Osiris Therapeutics, Inc. (NASDAQ:OSIR) is in hot water after Rosen Law Firm has announced an investigation on allegations of having issued misleading business information to investors. The company announced yesterday its intention to revise revenue accounting for three contracts that will lead to a decrease in revenues for 2014 fourth quarter, 2015 first and second quarter and an increase in revenues for the third quarter. Shares have plunged by as much as 30% this morning and are currently trading at $11.44 apiece.
Mitchell Blutt, the manager of Consonance Capital Management, is bullish on Osiris Therapeutics, Inc. (NASDAQ:OSIR), having boosted his stake by 73% to 2.03 million shares worth $37,6 million. Julian Baker and Felix Baker have made no change to their investment in Osiris and their fund, Baker Bros. Advisors, continues to hold 499,193 shares, now worth $9.22 million.
The slump at Dicks Sporting Goods Inc (NYSE:DKS)‘s Golf Galaxy has continued in the third quarter, while sales at its namesake stores barely improved. The company’s latest round of financial results has been disappointing, missing analyst estimates. Third-quarter sales stood at $1.64 billion, below estimates of $1.67 billion, while earnings, adjusted for non-recurring costs, of $0.45 per share missed the Street’s expectations of $0.46 per share. The stock fell off a cliff this morning, tanking by as much as 18% before recovering some of the lost ground to $37.03 per share.

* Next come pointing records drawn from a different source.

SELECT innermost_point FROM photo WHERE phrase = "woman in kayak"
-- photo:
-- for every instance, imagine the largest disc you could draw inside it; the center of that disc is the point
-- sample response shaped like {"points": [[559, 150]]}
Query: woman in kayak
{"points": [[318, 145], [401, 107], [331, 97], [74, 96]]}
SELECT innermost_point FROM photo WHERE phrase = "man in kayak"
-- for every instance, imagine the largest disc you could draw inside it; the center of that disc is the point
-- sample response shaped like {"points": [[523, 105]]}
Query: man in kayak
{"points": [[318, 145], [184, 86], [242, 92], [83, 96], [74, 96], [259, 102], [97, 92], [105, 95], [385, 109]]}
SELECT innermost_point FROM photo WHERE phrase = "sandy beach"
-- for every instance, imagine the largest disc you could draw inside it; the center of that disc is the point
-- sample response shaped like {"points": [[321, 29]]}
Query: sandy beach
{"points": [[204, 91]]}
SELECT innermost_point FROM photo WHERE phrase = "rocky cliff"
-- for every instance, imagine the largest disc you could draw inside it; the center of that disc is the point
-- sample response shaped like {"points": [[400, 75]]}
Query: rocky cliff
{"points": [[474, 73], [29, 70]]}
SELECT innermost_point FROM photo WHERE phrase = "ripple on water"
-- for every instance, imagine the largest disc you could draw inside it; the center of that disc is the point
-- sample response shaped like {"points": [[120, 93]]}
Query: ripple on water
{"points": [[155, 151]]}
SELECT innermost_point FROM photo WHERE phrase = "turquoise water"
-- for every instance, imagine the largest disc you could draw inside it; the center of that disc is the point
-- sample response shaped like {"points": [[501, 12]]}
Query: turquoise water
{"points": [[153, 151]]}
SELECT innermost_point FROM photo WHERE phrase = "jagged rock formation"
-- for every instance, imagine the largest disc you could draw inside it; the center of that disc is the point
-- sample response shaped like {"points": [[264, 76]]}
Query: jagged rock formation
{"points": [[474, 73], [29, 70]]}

Cliff Asness believes Dicks Sporting Goods Inc (NYSE:DKS) is a good buy on a dip, having upped his stake during the third quarter. His fund, AQR Capital Management, reported a 28% increase in its holding of the stock to 1.53 million shares valued at $75.8 million. Dmitry Balyasny changed his mind and started buying the stock again during the quarter, taking his position to 874,620 shares worth approximately $43.4 million.